Now Kiwis can see for ourselves that the world is wider than our tiny cloudy shores, that people in other places don’t mind standing out. Success can be good. Outperforming other people can be beneficial. I admire Americans so much for their cultural self-confidence. I’d like to get me some of that.
But the culture I grew up with is still ingrained in my bones, to the extent that I half-pie look around when Trainor sings, “If I was you, I’d wanna be me too,” and wonder how long until someone stops her. Until someone cuts her down with a scythe for being so presumptuous to say, “I fucking rock.” Changing the habits of a lifetime is hard work.
I bought Me Too. It’s on my iPod now. You better watch out. I may become unstoppable.
“…enforced equality at the lowest common denominator.”
Just yikes. O.O
yeah 😦
thank fuck for the internet.
No doubt… but ugh, those years before the internet had to be especially rough. *hug*
*hugs back*
No one likes a Boasty McBoast Face, but this whole tall poppy thing kind of flummoxes my American sensibilities. I’m curious, do universities grade on a curve?
high schools did when I was at school, but they stopped right after I left. Universities don’t. And a pass here is 50%, which I gather is not the case in the US, sometimes/place at least? Now a pass is functionally >40%, because if you mark a student 43-49% it’s guaranteed they will appeal the grade, and therefore rather than making the university go through the hassle of this, it’s unofficial policy to just pass a kid who was going to get 40-49%. If you felt a student was going to fail, you had to REALLY fail them – make sure they finished the year with 30-39% max.

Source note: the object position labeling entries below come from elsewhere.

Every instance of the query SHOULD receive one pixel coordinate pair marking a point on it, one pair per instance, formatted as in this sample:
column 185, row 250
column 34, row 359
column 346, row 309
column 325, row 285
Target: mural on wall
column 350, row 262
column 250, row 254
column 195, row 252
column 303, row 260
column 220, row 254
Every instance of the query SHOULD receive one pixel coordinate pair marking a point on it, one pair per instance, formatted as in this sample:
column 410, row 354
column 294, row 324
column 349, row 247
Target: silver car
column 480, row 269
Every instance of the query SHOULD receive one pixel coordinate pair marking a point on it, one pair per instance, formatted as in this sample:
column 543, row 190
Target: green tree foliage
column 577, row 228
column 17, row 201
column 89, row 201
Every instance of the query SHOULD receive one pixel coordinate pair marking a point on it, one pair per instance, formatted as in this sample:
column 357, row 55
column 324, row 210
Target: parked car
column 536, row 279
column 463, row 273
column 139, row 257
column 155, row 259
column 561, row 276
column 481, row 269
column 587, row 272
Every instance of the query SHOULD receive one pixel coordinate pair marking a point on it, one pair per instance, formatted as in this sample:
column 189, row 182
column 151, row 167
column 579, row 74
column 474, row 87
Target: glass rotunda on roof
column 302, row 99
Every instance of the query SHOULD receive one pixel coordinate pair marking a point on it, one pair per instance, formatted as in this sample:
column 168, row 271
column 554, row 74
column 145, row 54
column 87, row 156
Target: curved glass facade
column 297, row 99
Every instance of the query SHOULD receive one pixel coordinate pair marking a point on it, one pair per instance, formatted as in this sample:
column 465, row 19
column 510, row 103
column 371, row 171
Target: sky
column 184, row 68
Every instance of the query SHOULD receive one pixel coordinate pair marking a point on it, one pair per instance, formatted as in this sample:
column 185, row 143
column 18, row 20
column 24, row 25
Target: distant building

With the high school grade curve, traditionally our school leaving qualification was School Certificate (School C) which you sat at 15. Worse than mere grading to the curve, the grades available at your school were determined by the previous year’s raw scores by students at your school. So say, for example, no one at your school passed last year before grading. This meant no matter how well you did, you would be failed this year. At a small rural school with 6 students, this could easily happen. The system was very unfair.
But now we have a non-exam based system (NCEA). You get ‘credits’ for assignments all through the year. My daughter gained credits for knowing how a filing cabinet operated and how to answer a telephone.
also, if I was to apply for a non-academic job I would have to lie about having an MA, let alone a PhD. No one would hire someone with those kinds of qualifications.
Curve grading happened at the university, not in high school. And mostly for the STEM courses. I don’t recall if it was policy or at the professor’s discretion.